ガソリン等に対する旧暫定税率を廃止する法案が、11月28日に参議院本会議で可決・成立しました。これは立憲民主党など野党が8月に提出していた法案を、与野党6党の合意のもと修正したものです。法案の成立により、ガソリンの旧暫定税率は本年12月31日に廃止されることとなりました。軽油引取税の旧暫定税率も来年4月1日に廃止される予定です。
旧暫定税率はガソリン1リットル当たり25.1円のため、一度に廃止すると急激な価格変動が起こり、買い控えや販売現場の混乱が生じるおそれがあります。
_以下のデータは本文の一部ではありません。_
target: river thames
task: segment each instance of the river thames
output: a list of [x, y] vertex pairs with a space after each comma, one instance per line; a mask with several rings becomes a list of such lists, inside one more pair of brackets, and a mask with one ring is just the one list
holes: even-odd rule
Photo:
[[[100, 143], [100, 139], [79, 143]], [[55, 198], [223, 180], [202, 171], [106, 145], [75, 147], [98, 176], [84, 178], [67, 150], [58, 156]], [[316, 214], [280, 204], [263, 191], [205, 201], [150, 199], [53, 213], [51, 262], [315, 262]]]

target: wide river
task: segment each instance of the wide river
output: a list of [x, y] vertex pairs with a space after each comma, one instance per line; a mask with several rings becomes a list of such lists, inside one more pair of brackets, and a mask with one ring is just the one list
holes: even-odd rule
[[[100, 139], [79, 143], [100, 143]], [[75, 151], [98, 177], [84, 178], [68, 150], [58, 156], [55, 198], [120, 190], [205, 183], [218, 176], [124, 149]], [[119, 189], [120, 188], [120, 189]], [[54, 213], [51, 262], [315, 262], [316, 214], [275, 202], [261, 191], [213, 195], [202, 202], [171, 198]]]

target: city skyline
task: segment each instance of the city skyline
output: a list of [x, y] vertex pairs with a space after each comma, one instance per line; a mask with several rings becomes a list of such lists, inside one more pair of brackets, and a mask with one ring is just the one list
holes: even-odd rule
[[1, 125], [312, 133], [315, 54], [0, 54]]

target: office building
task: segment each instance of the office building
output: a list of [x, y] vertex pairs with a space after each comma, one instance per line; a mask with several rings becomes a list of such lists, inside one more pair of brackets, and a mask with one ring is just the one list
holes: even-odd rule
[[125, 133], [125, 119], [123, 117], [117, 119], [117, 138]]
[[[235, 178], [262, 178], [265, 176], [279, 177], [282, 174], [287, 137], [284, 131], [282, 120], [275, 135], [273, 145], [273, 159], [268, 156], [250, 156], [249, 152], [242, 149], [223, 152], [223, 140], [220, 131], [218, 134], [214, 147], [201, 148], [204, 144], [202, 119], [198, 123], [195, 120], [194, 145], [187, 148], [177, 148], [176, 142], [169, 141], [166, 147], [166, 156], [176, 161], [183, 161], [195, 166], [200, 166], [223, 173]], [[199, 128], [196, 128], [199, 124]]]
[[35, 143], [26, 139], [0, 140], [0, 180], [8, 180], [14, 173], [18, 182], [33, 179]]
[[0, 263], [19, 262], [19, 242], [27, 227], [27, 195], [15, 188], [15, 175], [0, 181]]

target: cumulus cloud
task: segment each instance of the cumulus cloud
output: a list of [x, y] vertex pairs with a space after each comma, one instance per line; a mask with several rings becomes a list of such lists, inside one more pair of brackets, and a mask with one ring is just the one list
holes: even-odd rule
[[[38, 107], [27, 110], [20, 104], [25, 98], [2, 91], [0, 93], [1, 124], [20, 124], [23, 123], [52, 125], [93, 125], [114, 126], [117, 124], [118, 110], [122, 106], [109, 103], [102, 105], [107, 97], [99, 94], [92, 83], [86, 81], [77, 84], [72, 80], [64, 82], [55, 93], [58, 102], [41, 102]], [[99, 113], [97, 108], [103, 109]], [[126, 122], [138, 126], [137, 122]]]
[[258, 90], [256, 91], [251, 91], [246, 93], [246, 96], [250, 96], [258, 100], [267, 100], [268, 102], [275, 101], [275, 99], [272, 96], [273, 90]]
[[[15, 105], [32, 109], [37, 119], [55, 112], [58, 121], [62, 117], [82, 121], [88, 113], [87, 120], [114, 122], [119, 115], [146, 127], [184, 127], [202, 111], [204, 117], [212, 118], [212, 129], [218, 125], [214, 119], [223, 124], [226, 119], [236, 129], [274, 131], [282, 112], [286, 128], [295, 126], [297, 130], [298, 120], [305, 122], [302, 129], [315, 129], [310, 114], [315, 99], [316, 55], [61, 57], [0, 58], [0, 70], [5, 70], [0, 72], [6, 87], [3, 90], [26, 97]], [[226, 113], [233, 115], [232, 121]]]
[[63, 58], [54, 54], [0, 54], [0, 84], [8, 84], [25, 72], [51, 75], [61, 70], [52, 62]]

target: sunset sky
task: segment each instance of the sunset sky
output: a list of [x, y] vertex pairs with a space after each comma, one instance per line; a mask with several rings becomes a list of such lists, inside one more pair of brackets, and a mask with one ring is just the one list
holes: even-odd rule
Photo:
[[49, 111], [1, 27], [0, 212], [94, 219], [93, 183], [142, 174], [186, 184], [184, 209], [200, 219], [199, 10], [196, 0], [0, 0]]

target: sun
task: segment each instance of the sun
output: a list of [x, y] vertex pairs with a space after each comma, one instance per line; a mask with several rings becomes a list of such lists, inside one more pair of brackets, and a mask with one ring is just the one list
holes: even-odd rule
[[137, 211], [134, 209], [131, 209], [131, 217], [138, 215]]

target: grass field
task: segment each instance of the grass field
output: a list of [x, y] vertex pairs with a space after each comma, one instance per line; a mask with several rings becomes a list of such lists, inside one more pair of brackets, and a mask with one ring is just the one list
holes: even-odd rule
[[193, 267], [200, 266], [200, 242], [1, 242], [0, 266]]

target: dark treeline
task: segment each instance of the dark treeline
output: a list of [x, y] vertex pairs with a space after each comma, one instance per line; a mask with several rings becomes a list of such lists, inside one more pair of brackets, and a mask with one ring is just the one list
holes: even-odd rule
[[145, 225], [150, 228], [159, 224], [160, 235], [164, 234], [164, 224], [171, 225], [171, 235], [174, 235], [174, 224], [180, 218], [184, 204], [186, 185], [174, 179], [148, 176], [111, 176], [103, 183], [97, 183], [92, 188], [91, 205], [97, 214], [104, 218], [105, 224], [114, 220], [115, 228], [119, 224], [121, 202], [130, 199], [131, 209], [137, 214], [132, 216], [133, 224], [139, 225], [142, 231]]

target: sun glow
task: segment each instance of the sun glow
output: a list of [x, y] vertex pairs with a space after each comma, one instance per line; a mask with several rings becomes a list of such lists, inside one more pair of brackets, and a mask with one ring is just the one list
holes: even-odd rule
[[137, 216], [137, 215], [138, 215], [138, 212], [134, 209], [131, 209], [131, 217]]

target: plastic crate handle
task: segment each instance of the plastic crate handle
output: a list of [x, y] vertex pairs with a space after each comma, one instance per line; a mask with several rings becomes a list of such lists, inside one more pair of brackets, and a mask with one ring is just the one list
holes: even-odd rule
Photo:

そこで政府は、ガソリンの実勢価格が段階的に引き下げられるよう、11月13日から補助金の支給額を増額しています。

出典:資源エネルギー庁・補助金の段階的拡充についてのご案内ポスター
資源エネルギー庁のガソリン店頭現金小売価格調査の結果を見ると、増額後の11月17日には1リットル当たり3.7円、11月25日にはさらに1円、価格が下落しています。

出典:資源エネルギー庁「石油製品価格調査 調査の結果」
旧暫定税率の廃止に伴う国・地方の減収は年1.5兆円程度と見込まれますが、現時点で明確な代替財源は決まっていません。旧暫定税率廃止法案の附則には「法人税関係特別措置の見直し、極めて高い所得に対する負担の見直し等の税制措置を検討し、令和七年末までに結論を得ること」と規定されており、令和8年度税制改正に向けた議論の行方が注目されます。